Voltado a sua atenção para o pátio ela vê algumas pessoas da Guilda indo em direção ao garoto, para acudi-lo. Mas rapidamente eles são parados por James, que permanecia encarando o garoto enquanto estendia sua mão em sinal para que parassem. Naquele mesmo instante, o garoto parece recobrar a consciência e levanta a cabeça. Ele se senta no chão e encara James com um rosto sério.
— Eu perdi?
— Sim.
— Que droga... — Diz ele com um sorriso forçado.
— Você me fez usar mais de sessenta por cento do meu poder, garoto...
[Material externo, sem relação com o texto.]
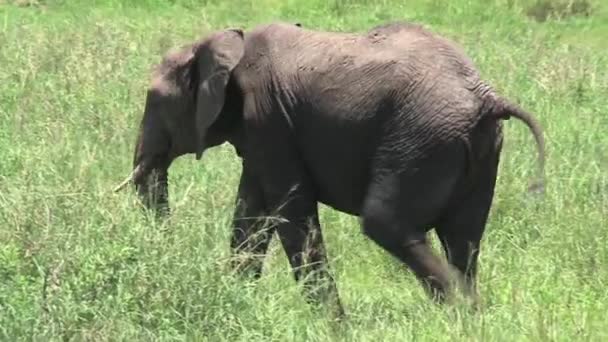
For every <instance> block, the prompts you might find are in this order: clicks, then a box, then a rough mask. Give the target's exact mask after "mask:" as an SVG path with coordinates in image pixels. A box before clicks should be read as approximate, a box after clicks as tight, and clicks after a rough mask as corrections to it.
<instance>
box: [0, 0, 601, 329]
mask: <svg viewBox="0 0 608 342" xmlns="http://www.w3.org/2000/svg"><path fill="white" fill-rule="evenodd" d="M20 3H21V5H20V4H18V2H15V1H9V2H8V3H7V2H5V3H4V4H2V5H0V246H1V248H0V339H1V340H7V341H9V340H10V341H14V340H36V341H38V340H44V341H46V340H100V341H105V340H108V341H110V340H111V341H115V340H127V341H132V340H209V341H269V340H277V341H291V340H295V341H300V340H311V341H327V340H345V341H352V340H356V341H374V340H383V341H394V340H399V341H403V340H406V341H409V340H466V341H475V340H479V341H494V340H498V341H501V340H517V341H521V340H533V341H537V340H543V341H544V340H551V341H557V340H560V341H572V340H587V341H602V340H604V341H605V340H606V339H607V338H608V317H607V316H606V313H607V312H608V290H607V289H608V286H607V285H608V268H607V267H606V265H607V264H608V242H607V241H608V229H607V228H608V135H607V134H606V133H607V132H608V97H607V96H606V94H607V93H608V57H607V55H606V48H607V47H608V46H607V45H606V44H607V43H606V40H605V37H606V36H608V25H607V24H606V23H608V6H607V5H606V4H605V3H604V2H602V1H600V0H596V1H591V2H590V3H591V7H590V8H592V12H591V14H590V15H589V16H587V17H578V16H573V17H564V18H561V19H560V20H556V19H554V18H551V17H549V18H547V20H546V21H544V22H542V23H541V22H536V21H534V20H533V19H531V18H529V17H528V16H527V14H526V13H527V11H528V10H529V9H530V8H531V6H534V4H535V3H536V1H534V0H529V1H526V0H491V1H487V0H486V1H482V0H470V1H465V0H460V1H450V2H449V3H448V2H442V1H439V0H431V1H422V0H412V1H396V0H381V1H377V2H375V3H374V2H369V4H368V3H367V2H364V1H357V0H333V1H328V2H325V1H322V0H311V1H310V2H307V3H306V2H301V1H293V0H285V1H279V0H261V1H255V2H253V1H249V0H234V1H218V0H206V1H205V0H201V1H194V0H183V1H180V0H174V1H160V0H145V1H144V0H142V1H139V2H131V1H126V0H122V1H121V0H105V1H95V2H93V1H84V0H81V1H50V0H49V1H33V2H32V3H33V4H32V5H31V6H23V5H22V3H24V1H21V2H20ZM134 3H137V5H134ZM276 19H279V20H286V21H298V22H301V23H302V24H303V25H304V26H307V27H315V28H319V29H331V30H356V31H362V30H366V29H368V28H369V27H371V26H373V25H377V24H379V23H381V22H384V21H387V20H392V19H408V20H414V21H418V22H421V23H424V24H425V25H427V26H428V27H430V28H432V29H434V30H436V31H438V32H441V33H443V34H445V35H446V36H449V37H451V38H454V39H456V40H458V41H459V42H460V43H461V44H462V45H463V46H464V47H465V49H466V51H468V53H469V54H470V55H471V57H472V58H473V59H474V60H475V62H476V63H477V64H478V66H479V67H480V69H481V71H482V74H483V75H484V77H485V78H486V79H488V80H489V81H490V82H491V83H492V84H494V85H495V86H496V88H497V89H499V90H500V92H501V93H503V94H504V95H506V96H507V97H508V98H510V99H513V100H514V101H517V102H518V103H520V104H521V105H522V106H523V107H525V108H527V109H528V110H529V111H531V112H533V113H535V115H536V116H537V118H538V119H539V120H540V121H541V123H542V125H543V126H544V128H545V130H546V137H547V141H548V152H549V158H548V165H547V174H548V177H549V184H548V191H547V193H546V196H545V197H544V198H543V199H536V198H529V197H528V196H527V195H526V194H525V188H526V186H527V182H528V180H529V179H530V177H532V176H533V175H534V170H535V167H536V164H535V161H536V159H535V158H536V154H535V153H536V152H535V147H534V144H533V139H532V137H531V135H530V134H529V132H528V130H527V129H526V127H525V126H524V125H523V124H521V123H520V122H518V121H516V120H511V121H508V122H507V123H506V145H505V149H504V153H503V157H502V164H501V167H500V175H499V179H498V185H497V193H496V197H495V201H494V205H493V208H492V212H491V216H490V219H489V222H488V226H487V230H486V231H487V233H486V235H485V237H484V241H483V246H482V248H483V249H482V255H481V261H480V279H479V283H480V290H481V293H482V296H483V300H484V304H483V308H482V310H481V311H480V312H478V313H472V312H470V311H468V310H467V309H466V308H464V307H460V306H454V307H439V306H436V305H434V304H432V303H430V302H429V301H428V300H427V298H426V296H425V294H424V293H423V291H422V290H421V289H420V287H419V286H418V284H417V283H416V281H415V280H414V278H413V276H412V274H411V273H409V272H408V271H407V270H406V269H405V268H404V267H402V266H401V265H399V264H398V263H397V262H396V261H395V260H393V259H392V258H391V257H389V256H388V255H387V254H386V253H385V252H383V251H382V250H381V249H380V248H378V247H377V246H375V245H374V244H373V243H372V242H370V241H368V240H367V239H366V238H364V237H363V235H362V234H361V233H360V229H359V226H358V220H357V219H356V218H354V217H349V216H346V215H343V214H340V213H337V212H335V211H332V210H330V209H328V208H326V207H323V208H322V224H323V225H324V231H325V235H326V240H327V246H328V249H329V253H330V258H331V262H332V269H333V271H334V273H335V275H336V278H337V282H338V287H339V291H340V294H341V296H342V299H343V302H344V303H345V306H346V309H347V311H348V313H349V319H348V321H347V322H345V324H344V325H343V326H342V327H341V328H339V329H335V327H334V326H332V325H331V324H330V323H329V322H328V320H327V319H326V317H325V316H324V315H322V314H319V313H317V312H315V311H312V310H310V308H309V307H308V306H306V305H304V302H303V299H302V297H301V295H300V292H299V289H298V287H297V286H296V284H295V282H294V281H293V280H292V277H291V274H290V270H289V268H288V265H287V261H286V259H285V257H284V254H283V252H282V251H281V250H280V249H279V248H278V245H277V244H276V241H275V243H273V245H272V248H271V251H270V255H269V259H268V262H267V267H266V268H265V275H264V277H263V278H262V279H261V280H260V282H258V283H253V282H247V281H244V280H238V279H237V278H235V277H234V276H233V275H231V274H230V273H229V272H228V271H227V267H226V266H227V264H226V260H227V258H228V257H229V254H228V238H229V223H230V216H231V213H232V201H233V197H234V191H235V188H236V182H237V180H238V175H239V167H240V166H239V163H238V160H237V157H236V156H235V154H234V153H233V151H232V149H231V148H230V147H229V146H222V147H220V148H217V149H215V150H212V151H210V153H209V154H207V155H206V156H205V158H204V160H203V162H196V161H195V160H194V158H193V157H183V158H181V159H179V160H178V161H177V162H176V163H175V165H174V166H173V167H172V169H171V174H170V178H171V179H170V182H171V184H172V186H171V189H170V191H171V193H170V194H171V198H172V207H173V210H174V215H173V217H172V220H171V222H170V224H169V225H166V226H156V225H153V224H151V223H150V221H149V220H147V218H146V217H144V216H143V215H142V213H141V212H140V211H139V210H136V209H135V204H136V198H135V196H134V194H130V193H128V192H125V193H121V194H120V195H115V194H112V193H111V189H112V187H113V186H114V185H115V184H116V183H117V182H119V181H120V180H121V179H122V177H124V176H125V175H126V173H127V172H128V171H129V170H130V159H131V156H132V148H133V146H132V145H133V143H134V139H135V132H136V129H137V125H138V121H139V118H140V115H141V112H142V109H143V98H144V90H145V87H146V84H147V81H148V72H149V70H150V68H151V65H152V64H153V63H156V62H158V61H159V59H160V55H161V54H162V53H164V52H165V51H166V50H167V49H168V48H171V47H175V46H178V45H181V44H182V43H185V42H187V41H189V40H191V39H193V38H195V37H198V36H199V35H201V34H204V33H205V32H208V31H210V30H214V29H218V28H223V27H228V26H240V27H244V28H249V27H252V26H253V25H255V24H257V23H263V22H267V21H271V20H276ZM434 243H435V245H436V246H437V244H436V241H434Z"/></svg>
— Eu diria que foi mais de oitenta. — Grita Valquíria da plateia, tentando provocá-lo.
— Como você se chama?
— Sirulian.
— Sirulian Kagayashi. Não vou me esquecer desse nome.
James dá as costas para ele e começa a andar em direção as suas companheiras de equipe.
— Garoto! Pode se gabar! Você conseguiu cansar fisicamente e mentalmente um guerreiro classe SS e ainda por cima aguentar vinte minutos em uma arena com ele! Não é algo comum!
Yasmin parecia confusa sobre aquilo. Teria sido aquela luta tão incrível quanto eles disseram? Ela sentiu um leve arrependimento de não ter assistido aquilo.